Когда он очнулся, в саду Чандлер‑Литтона все еще царили сумерки. Значит, он недолго пролежал без сознания. Бен осторожно потрогал голову и нащупал кровь. Выругавшись, он снял куртку, затем футболку. Скомкав ее, он зажал рану, снова надел куртку и медленно поднялся с земли. Голова закружилась, его мутило, тошнота подступала к горлу. Со стоном он прислонился к стеклянной двери и огляделся по сторонам. Никого. На соседние участки он не мог заглянуть, так как вилла была обнесена высокой каменной оградой, но на верхних этажах все было тихо.

Когда тошнота прошла, он осторожно обошел вокруг дома. Каждый шаг отдавался в голове грохотом. Он пошел по подъездной дорожке к воротам и увидел, что кто‑то их закрыл. Когда он входил, они были открыты.

Бен потряс створку, но она не сдвинулась ни на сантиметр. Заперто. Он отпустил руку с футболкой и посмотрел, что с ней стало: на ней была кровь, но не так много, как он опасался. Похоже, рана уже начинала затягиваться. Выбрав подходящее место, он перелез через ворота и спрыгнул на тротуар. Голова раскалывалась, и он чуть было не упал. Подержавшись за ворота, он перевел дыхание и медленно двинулся к машине.

Машина была там, где он ее оставил, но что‑то изменилось. Бен не сразу сообразил, что именно: машина осела на несколько сантиметров. Все четыре шины были спущены. Он хотел вынуть мобильник – того не оказалось на месте. Сам выронил или украли?
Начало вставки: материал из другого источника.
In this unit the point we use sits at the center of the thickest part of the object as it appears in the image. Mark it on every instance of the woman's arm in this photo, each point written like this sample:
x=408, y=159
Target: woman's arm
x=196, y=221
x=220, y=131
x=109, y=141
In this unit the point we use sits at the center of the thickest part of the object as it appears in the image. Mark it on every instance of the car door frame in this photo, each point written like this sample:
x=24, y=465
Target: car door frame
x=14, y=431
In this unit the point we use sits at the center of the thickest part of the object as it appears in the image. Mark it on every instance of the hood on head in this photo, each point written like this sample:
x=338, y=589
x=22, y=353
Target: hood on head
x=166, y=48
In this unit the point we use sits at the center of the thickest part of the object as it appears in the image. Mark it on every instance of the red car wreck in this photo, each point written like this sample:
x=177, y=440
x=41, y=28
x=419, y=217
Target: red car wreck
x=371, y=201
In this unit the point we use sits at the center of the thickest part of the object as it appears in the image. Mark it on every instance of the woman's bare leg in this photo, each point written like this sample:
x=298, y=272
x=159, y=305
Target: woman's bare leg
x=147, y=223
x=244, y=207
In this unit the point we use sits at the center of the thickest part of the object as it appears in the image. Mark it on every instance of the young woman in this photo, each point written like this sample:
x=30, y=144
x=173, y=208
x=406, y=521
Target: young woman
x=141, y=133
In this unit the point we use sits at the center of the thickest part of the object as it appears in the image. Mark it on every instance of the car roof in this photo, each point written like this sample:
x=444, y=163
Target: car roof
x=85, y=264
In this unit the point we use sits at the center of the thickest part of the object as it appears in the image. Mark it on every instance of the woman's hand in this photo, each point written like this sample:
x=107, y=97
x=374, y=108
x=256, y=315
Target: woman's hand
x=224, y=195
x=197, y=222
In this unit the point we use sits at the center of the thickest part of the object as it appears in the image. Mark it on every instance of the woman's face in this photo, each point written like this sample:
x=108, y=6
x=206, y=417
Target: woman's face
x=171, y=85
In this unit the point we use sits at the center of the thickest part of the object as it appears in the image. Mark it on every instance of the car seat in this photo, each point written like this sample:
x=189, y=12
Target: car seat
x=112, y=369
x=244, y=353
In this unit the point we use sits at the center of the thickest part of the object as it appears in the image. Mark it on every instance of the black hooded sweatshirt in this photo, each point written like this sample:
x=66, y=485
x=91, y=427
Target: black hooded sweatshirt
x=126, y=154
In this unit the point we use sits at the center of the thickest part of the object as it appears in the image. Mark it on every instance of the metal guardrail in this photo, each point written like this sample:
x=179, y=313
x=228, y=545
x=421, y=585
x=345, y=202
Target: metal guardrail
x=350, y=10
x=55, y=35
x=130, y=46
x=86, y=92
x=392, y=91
С большим трудом он снова полез через ворота, головная боль отнимала последние силы. Дотащившись до подъезда, он обошел вокруг дома, но мобильника нигде не было. Конечно же украли! В доме должен быть телефон. Бен стал высматривать какой‑нибудь камень, нашел подходящий возле пруда с золотыми рыбками и разбил стеклянную дверь.

Если и включилась сигнализация, то она была бесшумная. Полиция должна прибыть через пару минут. Бен зашел в гостиную, она была не такая, как он себе представлял. Современная светлая мебель придавала темным помещениям викторианской виллы неожиданную легкость. Заглянув мимоходом на кухню, он увидел, что она оборудована по последнему слову техники, прихожая была просторной и светлой. В ней он нашел телефон. Он взглянул на часы, имевшиеся на дисплее: без малого семь. Значит, он всего несколько минут пробыл в нокауте. Бен позвонил в «ИмВак», но там не брали трубку. Странно: охрана у входа дежурила круглосуточно. Он снова набрал номер, там опять никто не ответил. Тогда он вызвал такси. Назвал адрес, предупредил, что будет стоять на улице. Ему сказали, чтобы ждал машину через десять минут. Пока она едет, полиция уже будет здесь. Бен продолжил осмотр дома, заглядывая в каждую дверь. В одной комнате стояло несколько мониторов – центр охранной сигнализации. Они были выключены. Если выключены мониторы, то и охранная сигнализация должна быть выключена? Он огляделся по сторонам, обнаружил ящик, похожий на сигнальное устройство: питание отключено. Не будет никакой полиции!

Бен поднялся на второй этаж и осмотрел спальни и ванные. Там было аккуратно прибрано. Возможно, чересчур аккуратно. Заглянув в шкафы, он увидел, что в них все пусто: Чандлер‑Литтон смылся, Бен спугнул его своей слежкой. «Дарни убьет меня собственными руками! Или нет – чужими».

 

Деньги ему оставили. Хотя бы из‑за этого не пришлось вступать в объяснения с водителем, но он замучил Бена из‑за его окровавленной головы. А не отвезти ли, мол, вас лучше в больницу? А не в драке ли это случилось? А не сообщить ли все‑таки в полицию? Бен никак не мог придумать, что сделать, чтобы успокоить водителя, который явно его боялся. Он показал ему десятифунтовую банкноту, чтобы тот хотя бы не волновался из‑за того, что вдруг не получит денег. Водитель немного успокоился.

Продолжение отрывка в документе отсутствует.